Comparing your savings to those of your peers may help keep you on the right track to securing a worry-free retirement, and thanks to number crunching by Fidelity Investments, we now know that the average American's balance in retirement accounts is roughly $100,000.

Digging into the numbers

Fidelity Investments is one of the nation's biggest investment companies. It's home to 15.1 million 401(k) accounts and 8.8 million IRA accounts. Its perch provides an excellent view of the progress Americans are making in saving money for retirement, and based on its latest figures, there's reason for optimism.

A burlap sack with a big dollar sign on it overflowing with money.


According to their analysis, the average 401(k) plan participant has successfully salted away $97,700 as of June 30. Meanwhile, the average balance of an IRA stands at $100,200. In both cases, these amounts are nicely higher than their levels last year. The average 401(k) and IRA balance has grown 9.6% and 11.8% over the past 12 months, respectively.

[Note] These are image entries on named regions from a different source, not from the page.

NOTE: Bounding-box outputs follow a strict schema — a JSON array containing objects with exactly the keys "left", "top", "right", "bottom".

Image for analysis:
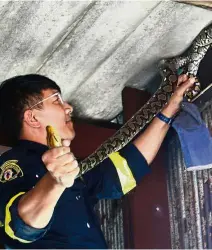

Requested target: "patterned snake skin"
[{"left": 79, "top": 24, "right": 212, "bottom": 175}]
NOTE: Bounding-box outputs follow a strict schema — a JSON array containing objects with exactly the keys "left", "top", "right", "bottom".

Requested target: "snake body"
[{"left": 47, "top": 24, "right": 212, "bottom": 175}]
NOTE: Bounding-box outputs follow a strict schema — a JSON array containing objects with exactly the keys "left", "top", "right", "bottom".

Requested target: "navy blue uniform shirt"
[{"left": 0, "top": 140, "right": 150, "bottom": 249}]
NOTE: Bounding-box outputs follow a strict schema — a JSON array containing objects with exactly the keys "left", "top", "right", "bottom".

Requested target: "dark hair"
[{"left": 0, "top": 74, "right": 61, "bottom": 142}]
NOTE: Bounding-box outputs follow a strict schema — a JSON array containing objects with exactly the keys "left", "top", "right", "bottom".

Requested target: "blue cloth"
[{"left": 172, "top": 102, "right": 212, "bottom": 171}]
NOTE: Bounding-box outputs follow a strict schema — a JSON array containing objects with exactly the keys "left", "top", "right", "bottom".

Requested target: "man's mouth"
[{"left": 66, "top": 119, "right": 72, "bottom": 123}]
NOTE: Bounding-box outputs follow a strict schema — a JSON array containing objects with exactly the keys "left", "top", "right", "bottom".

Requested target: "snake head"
[{"left": 46, "top": 125, "right": 62, "bottom": 148}]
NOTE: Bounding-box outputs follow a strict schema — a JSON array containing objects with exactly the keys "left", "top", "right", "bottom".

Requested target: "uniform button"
[{"left": 76, "top": 195, "right": 80, "bottom": 200}]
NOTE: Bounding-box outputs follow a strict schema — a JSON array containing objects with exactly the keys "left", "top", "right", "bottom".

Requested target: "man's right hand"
[{"left": 42, "top": 140, "right": 80, "bottom": 188}]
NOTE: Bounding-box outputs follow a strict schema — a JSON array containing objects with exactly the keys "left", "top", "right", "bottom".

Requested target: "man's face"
[{"left": 36, "top": 89, "right": 75, "bottom": 140}]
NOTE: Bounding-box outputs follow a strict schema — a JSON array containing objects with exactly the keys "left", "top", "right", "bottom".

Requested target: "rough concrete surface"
[{"left": 0, "top": 1, "right": 212, "bottom": 120}]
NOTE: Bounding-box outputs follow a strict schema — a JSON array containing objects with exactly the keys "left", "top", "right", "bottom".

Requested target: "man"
[{"left": 0, "top": 74, "right": 194, "bottom": 248}]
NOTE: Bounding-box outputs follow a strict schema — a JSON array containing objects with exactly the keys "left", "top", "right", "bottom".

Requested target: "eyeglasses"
[{"left": 29, "top": 92, "right": 64, "bottom": 109}]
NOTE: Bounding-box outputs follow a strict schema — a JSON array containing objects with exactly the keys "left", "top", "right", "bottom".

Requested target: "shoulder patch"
[{"left": 0, "top": 160, "right": 24, "bottom": 183}]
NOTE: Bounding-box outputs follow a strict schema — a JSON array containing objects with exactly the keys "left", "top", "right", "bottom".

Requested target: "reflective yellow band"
[
  {"left": 5, "top": 192, "right": 31, "bottom": 243},
  {"left": 109, "top": 152, "right": 136, "bottom": 194}
]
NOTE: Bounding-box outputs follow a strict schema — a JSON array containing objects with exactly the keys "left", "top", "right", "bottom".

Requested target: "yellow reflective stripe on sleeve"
[
  {"left": 5, "top": 192, "right": 31, "bottom": 243},
  {"left": 109, "top": 152, "right": 136, "bottom": 194}
]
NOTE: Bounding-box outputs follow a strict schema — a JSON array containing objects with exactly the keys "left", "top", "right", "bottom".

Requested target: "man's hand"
[
  {"left": 161, "top": 75, "right": 195, "bottom": 118},
  {"left": 42, "top": 140, "right": 80, "bottom": 188}
]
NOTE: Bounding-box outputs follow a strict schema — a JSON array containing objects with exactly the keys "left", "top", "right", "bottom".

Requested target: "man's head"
[{"left": 0, "top": 74, "right": 75, "bottom": 144}]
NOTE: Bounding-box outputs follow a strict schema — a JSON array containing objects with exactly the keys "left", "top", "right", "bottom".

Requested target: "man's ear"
[{"left": 24, "top": 109, "right": 40, "bottom": 128}]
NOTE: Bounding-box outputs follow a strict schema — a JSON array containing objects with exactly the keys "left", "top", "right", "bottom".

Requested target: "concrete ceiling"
[{"left": 0, "top": 0, "right": 212, "bottom": 120}]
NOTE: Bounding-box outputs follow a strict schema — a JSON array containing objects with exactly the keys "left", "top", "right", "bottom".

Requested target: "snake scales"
[{"left": 47, "top": 24, "right": 212, "bottom": 175}]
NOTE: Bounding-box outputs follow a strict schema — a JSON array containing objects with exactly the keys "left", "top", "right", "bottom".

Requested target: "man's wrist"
[{"left": 161, "top": 105, "right": 179, "bottom": 118}]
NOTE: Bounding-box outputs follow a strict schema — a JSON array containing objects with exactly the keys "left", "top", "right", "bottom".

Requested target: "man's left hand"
[{"left": 161, "top": 74, "right": 195, "bottom": 118}]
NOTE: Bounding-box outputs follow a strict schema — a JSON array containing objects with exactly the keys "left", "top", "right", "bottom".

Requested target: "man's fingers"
[
  {"left": 177, "top": 74, "right": 188, "bottom": 86},
  {"left": 62, "top": 139, "right": 71, "bottom": 147},
  {"left": 42, "top": 147, "right": 71, "bottom": 163},
  {"left": 55, "top": 153, "right": 75, "bottom": 166}
]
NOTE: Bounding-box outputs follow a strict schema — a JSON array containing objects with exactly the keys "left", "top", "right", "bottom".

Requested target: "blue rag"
[{"left": 172, "top": 102, "right": 212, "bottom": 171}]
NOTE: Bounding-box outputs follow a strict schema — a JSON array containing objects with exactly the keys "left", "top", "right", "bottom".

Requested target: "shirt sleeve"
[
  {"left": 0, "top": 157, "right": 51, "bottom": 243},
  {"left": 83, "top": 143, "right": 150, "bottom": 199}
]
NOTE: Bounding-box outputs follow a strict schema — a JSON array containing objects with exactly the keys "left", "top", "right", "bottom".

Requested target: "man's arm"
[
  {"left": 133, "top": 75, "right": 195, "bottom": 164},
  {"left": 18, "top": 173, "right": 65, "bottom": 229},
  {"left": 18, "top": 142, "right": 79, "bottom": 229}
]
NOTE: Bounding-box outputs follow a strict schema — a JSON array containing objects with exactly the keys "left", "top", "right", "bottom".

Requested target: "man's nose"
[{"left": 63, "top": 102, "right": 74, "bottom": 115}]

 Account Q2 2017 Q2 2016 Q2 2012
401(k) $97,700 $89,100 $73,000
IRA $100,200 $89,600 $73,300

Data source: Fidelity Investments.

What's driving balances higher?

The majority of the growth in average account balances is due to a stock market that's marched significantly higher. However, accounts are also going up because people are steadily increasing their contributions.

In the 12 months through June 30, the S&P 500 returned 17.9%, and as a result, the stock market's rally accounts for 72% of the increase in account balances. Meanwhile, employees contributed an average of $5,850 to their 401(k), up 4% from this time last year.

^SPX Chart

^SPX data by YCharts.

The increase in contributions could be due in part to employers increasingly including auto escalation features in their retirement plans. Auto escalation allows workers to set and forget increasing how much of their salary they set aside in their 401(k) plan, and it's a great way to give retirement savings a booster shot. 

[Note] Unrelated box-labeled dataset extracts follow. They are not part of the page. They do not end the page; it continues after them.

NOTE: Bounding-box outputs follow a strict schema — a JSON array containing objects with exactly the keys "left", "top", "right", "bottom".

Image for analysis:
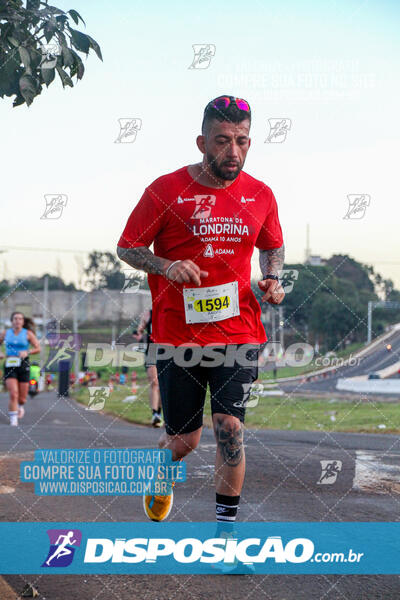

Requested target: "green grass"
[
  {"left": 259, "top": 342, "right": 364, "bottom": 380},
  {"left": 75, "top": 376, "right": 400, "bottom": 433}
]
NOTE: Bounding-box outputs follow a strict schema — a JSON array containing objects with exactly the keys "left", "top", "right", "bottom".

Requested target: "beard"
[{"left": 206, "top": 152, "right": 243, "bottom": 181}]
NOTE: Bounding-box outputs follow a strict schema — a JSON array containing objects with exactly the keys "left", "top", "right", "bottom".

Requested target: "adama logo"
[{"left": 42, "top": 529, "right": 82, "bottom": 567}]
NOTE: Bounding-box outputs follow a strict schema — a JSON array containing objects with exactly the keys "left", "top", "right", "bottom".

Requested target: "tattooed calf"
[{"left": 215, "top": 422, "right": 243, "bottom": 467}]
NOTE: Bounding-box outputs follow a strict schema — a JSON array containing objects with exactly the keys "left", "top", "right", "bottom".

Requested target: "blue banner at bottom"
[{"left": 0, "top": 522, "right": 400, "bottom": 575}]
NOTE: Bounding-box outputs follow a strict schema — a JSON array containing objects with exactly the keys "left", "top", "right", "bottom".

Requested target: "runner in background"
[
  {"left": 133, "top": 309, "right": 162, "bottom": 427},
  {"left": 0, "top": 311, "right": 40, "bottom": 427}
]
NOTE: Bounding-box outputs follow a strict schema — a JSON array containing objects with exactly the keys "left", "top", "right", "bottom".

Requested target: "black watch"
[{"left": 263, "top": 275, "right": 279, "bottom": 281}]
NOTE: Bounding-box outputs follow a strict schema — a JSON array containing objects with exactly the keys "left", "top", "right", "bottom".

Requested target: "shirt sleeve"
[
  {"left": 255, "top": 188, "right": 283, "bottom": 250},
  {"left": 118, "top": 188, "right": 167, "bottom": 248}
]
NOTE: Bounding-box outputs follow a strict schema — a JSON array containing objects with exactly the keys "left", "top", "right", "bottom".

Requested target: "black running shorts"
[{"left": 157, "top": 344, "right": 260, "bottom": 435}]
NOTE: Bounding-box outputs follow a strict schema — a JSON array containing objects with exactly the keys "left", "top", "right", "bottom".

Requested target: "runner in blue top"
[{"left": 0, "top": 312, "right": 40, "bottom": 426}]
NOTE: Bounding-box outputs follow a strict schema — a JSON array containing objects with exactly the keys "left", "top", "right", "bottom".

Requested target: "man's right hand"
[{"left": 167, "top": 260, "right": 208, "bottom": 285}]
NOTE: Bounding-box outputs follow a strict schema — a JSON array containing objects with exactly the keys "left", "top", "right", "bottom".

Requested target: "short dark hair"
[{"left": 201, "top": 94, "right": 251, "bottom": 135}]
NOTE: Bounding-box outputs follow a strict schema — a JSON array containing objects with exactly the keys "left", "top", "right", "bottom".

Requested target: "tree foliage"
[
  {"left": 260, "top": 255, "right": 400, "bottom": 351},
  {"left": 85, "top": 250, "right": 125, "bottom": 290},
  {"left": 0, "top": 0, "right": 103, "bottom": 106}
]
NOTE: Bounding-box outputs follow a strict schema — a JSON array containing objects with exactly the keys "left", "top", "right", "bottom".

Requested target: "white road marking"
[{"left": 353, "top": 450, "right": 400, "bottom": 494}]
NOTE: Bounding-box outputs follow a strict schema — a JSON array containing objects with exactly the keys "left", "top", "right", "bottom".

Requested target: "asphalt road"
[
  {"left": 279, "top": 331, "right": 400, "bottom": 396},
  {"left": 0, "top": 394, "right": 400, "bottom": 600}
]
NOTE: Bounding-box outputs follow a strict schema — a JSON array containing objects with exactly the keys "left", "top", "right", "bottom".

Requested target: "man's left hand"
[{"left": 258, "top": 279, "right": 285, "bottom": 304}]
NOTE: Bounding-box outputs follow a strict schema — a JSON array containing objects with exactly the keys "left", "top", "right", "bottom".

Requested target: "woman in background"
[{"left": 0, "top": 311, "right": 40, "bottom": 426}]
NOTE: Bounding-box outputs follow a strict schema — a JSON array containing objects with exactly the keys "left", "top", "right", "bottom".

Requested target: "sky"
[{"left": 0, "top": 0, "right": 400, "bottom": 288}]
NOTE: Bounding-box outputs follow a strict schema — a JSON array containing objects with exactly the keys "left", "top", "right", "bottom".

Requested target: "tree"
[
  {"left": 19, "top": 274, "right": 76, "bottom": 292},
  {"left": 85, "top": 250, "right": 125, "bottom": 290},
  {"left": 0, "top": 0, "right": 103, "bottom": 107}
]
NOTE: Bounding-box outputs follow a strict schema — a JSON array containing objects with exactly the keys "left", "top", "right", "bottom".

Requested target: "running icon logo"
[
  {"left": 86, "top": 386, "right": 111, "bottom": 410},
  {"left": 317, "top": 460, "right": 342, "bottom": 485},
  {"left": 42, "top": 529, "right": 82, "bottom": 567},
  {"left": 189, "top": 44, "right": 215, "bottom": 69},
  {"left": 40, "top": 194, "right": 68, "bottom": 220},
  {"left": 114, "top": 119, "right": 142, "bottom": 144},
  {"left": 343, "top": 194, "right": 371, "bottom": 219},
  {"left": 264, "top": 119, "right": 292, "bottom": 144}
]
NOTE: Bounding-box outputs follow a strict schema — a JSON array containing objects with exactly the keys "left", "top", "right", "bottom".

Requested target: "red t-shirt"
[{"left": 118, "top": 166, "right": 283, "bottom": 346}]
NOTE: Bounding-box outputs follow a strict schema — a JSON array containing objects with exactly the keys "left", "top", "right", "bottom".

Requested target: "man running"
[
  {"left": 117, "top": 96, "right": 284, "bottom": 522},
  {"left": 133, "top": 309, "right": 162, "bottom": 427}
]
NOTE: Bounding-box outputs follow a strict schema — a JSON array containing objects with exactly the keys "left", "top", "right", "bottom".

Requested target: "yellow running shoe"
[{"left": 143, "top": 489, "right": 174, "bottom": 521}]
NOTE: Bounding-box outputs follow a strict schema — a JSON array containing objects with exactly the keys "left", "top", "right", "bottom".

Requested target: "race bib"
[
  {"left": 6, "top": 356, "right": 21, "bottom": 367},
  {"left": 183, "top": 281, "right": 240, "bottom": 323}
]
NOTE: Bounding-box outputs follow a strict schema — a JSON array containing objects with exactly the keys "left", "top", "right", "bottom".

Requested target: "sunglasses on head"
[{"left": 208, "top": 96, "right": 251, "bottom": 112}]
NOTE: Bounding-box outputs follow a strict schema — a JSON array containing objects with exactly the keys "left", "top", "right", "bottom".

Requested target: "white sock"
[{"left": 8, "top": 410, "right": 18, "bottom": 425}]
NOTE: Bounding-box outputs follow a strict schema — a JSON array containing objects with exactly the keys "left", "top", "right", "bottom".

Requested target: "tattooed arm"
[
  {"left": 258, "top": 244, "right": 285, "bottom": 304},
  {"left": 117, "top": 246, "right": 173, "bottom": 275},
  {"left": 117, "top": 246, "right": 208, "bottom": 285},
  {"left": 260, "top": 244, "right": 285, "bottom": 277}
]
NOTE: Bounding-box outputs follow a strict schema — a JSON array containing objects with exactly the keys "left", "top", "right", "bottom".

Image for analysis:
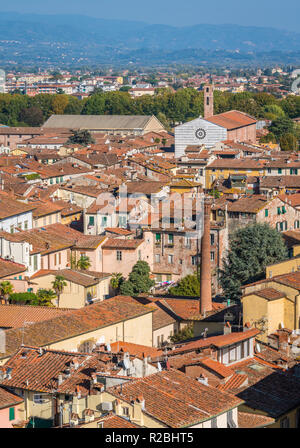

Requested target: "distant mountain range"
[{"left": 0, "top": 12, "right": 300, "bottom": 65}]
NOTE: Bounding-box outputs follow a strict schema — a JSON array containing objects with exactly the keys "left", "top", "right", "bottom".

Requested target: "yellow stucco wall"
[
  {"left": 205, "top": 166, "right": 265, "bottom": 189},
  {"left": 266, "top": 258, "right": 300, "bottom": 278}
]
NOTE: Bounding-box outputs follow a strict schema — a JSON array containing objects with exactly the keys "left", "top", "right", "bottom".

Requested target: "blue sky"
[{"left": 0, "top": 0, "right": 300, "bottom": 32}]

Typically, workers are enrolled in plans at a contribution rate of 3% that's unlikely to provide a sizable retirement nest egg. Increasing the contribution rate, however, can be challenging for many workers who are trying to balance their budgets, and as a result, too many workers leave their rate untouched. By automating the process, second-guessing that could otherwise keep someone from contributing more to their account can be eliminated, and if the increase is set at a reasonable 1% annually, the impact on a person's monthly budget is modest.

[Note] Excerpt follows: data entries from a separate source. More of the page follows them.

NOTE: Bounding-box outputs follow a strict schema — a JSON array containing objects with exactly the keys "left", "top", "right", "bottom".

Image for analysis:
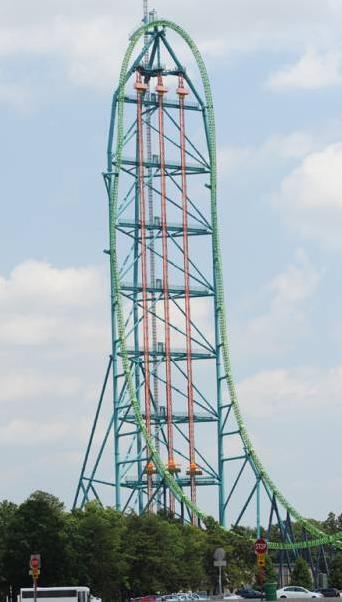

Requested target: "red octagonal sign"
[{"left": 254, "top": 537, "right": 267, "bottom": 554}]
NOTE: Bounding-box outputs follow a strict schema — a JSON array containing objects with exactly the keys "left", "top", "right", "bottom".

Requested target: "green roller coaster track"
[{"left": 103, "top": 19, "right": 342, "bottom": 550}]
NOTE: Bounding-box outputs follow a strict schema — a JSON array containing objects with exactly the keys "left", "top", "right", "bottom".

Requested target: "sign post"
[
  {"left": 213, "top": 548, "right": 227, "bottom": 596},
  {"left": 254, "top": 537, "right": 267, "bottom": 593},
  {"left": 29, "top": 554, "right": 41, "bottom": 602}
]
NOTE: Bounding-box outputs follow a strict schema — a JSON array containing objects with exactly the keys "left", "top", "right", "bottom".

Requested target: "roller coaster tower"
[{"left": 74, "top": 0, "right": 342, "bottom": 573}]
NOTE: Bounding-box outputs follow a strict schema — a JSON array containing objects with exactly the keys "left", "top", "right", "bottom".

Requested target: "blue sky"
[{"left": 0, "top": 0, "right": 342, "bottom": 518}]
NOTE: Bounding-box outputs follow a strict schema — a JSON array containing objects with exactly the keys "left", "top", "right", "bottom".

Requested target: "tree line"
[{"left": 0, "top": 491, "right": 342, "bottom": 602}]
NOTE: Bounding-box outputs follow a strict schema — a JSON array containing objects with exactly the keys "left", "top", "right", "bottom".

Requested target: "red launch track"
[
  {"left": 177, "top": 75, "right": 198, "bottom": 521},
  {"left": 156, "top": 75, "right": 177, "bottom": 512},
  {"left": 135, "top": 72, "right": 154, "bottom": 501}
]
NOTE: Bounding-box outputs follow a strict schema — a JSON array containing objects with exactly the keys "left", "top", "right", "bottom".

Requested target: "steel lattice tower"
[{"left": 74, "top": 14, "right": 342, "bottom": 573}]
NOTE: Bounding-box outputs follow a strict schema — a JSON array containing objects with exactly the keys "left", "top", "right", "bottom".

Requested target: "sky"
[{"left": 0, "top": 0, "right": 342, "bottom": 519}]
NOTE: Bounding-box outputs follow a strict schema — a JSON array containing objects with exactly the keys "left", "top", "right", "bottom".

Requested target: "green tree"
[
  {"left": 67, "top": 502, "right": 128, "bottom": 601},
  {"left": 125, "top": 514, "right": 185, "bottom": 596},
  {"left": 291, "top": 556, "right": 313, "bottom": 589},
  {"left": 329, "top": 552, "right": 342, "bottom": 589},
  {"left": 3, "top": 491, "right": 71, "bottom": 591}
]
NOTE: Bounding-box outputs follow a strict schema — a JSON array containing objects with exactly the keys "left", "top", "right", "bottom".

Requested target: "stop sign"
[
  {"left": 254, "top": 537, "right": 267, "bottom": 554},
  {"left": 30, "top": 554, "right": 40, "bottom": 571}
]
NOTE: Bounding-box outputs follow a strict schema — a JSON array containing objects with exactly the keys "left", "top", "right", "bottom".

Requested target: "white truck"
[{"left": 18, "top": 585, "right": 93, "bottom": 602}]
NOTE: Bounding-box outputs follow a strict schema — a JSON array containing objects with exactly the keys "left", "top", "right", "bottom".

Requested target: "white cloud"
[
  {"left": 0, "top": 419, "right": 70, "bottom": 446},
  {"left": 267, "top": 50, "right": 342, "bottom": 90},
  {"left": 0, "top": 0, "right": 342, "bottom": 94},
  {"left": 274, "top": 143, "right": 342, "bottom": 247},
  {"left": 0, "top": 261, "right": 105, "bottom": 348},
  {"left": 218, "top": 131, "right": 317, "bottom": 178},
  {"left": 232, "top": 251, "right": 321, "bottom": 358},
  {"left": 238, "top": 365, "right": 342, "bottom": 421},
  {"left": 0, "top": 260, "right": 109, "bottom": 403}
]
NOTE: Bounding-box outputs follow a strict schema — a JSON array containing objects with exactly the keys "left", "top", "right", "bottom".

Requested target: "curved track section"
[{"left": 108, "top": 19, "right": 342, "bottom": 550}]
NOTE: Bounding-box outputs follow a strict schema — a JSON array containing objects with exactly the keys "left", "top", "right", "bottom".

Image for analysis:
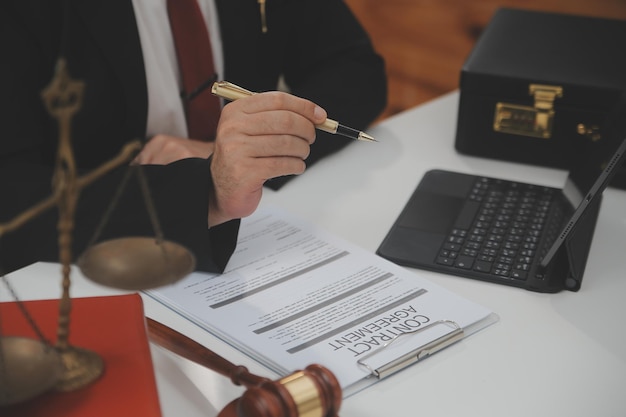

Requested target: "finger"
[{"left": 230, "top": 91, "right": 327, "bottom": 124}]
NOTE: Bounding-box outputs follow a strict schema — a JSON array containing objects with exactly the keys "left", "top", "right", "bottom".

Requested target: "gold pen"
[{"left": 211, "top": 81, "right": 377, "bottom": 142}]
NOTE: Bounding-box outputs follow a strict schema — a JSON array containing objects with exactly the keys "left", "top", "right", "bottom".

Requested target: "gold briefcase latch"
[{"left": 493, "top": 84, "right": 563, "bottom": 139}]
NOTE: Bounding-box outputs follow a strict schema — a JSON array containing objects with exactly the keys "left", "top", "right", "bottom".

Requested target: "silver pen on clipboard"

Balances may also be benefiting from more workers taking advantage of catch-up contributions. Workers age 50 and up can contribute an additional $1,000 per year to either a traditional or Roth IRA and an additional $6,000 per year to a 401(k) plan. In 2017, someone age 50 or older can set aside $6,500 in an IRA and $24,000 in a 401(k) plan.

Account balances have also increased because of wage growth. According to the latest Bureau of Labor Statistics' average hourly and weekly earnings report, the typical private worker earned $26.36 per hour in July, up from $25.71 on year ago.

Looking ahead

Stock market tailwinds aren't likely to prop up account balances forever, but long-term investors have historically been rewarded for staying the course with their investments and avoiding market timing. If history is any indicator, stock markets will retreat at some point, but when they do, it should be viewed as an opportunity to increase contributions to retirement accounts, not decrease them. While there's no telling what average retirement balances will look like next month, next quarter, or next year, steadily increasing investments to retirement accounts have been the biggest driver of their growth over time.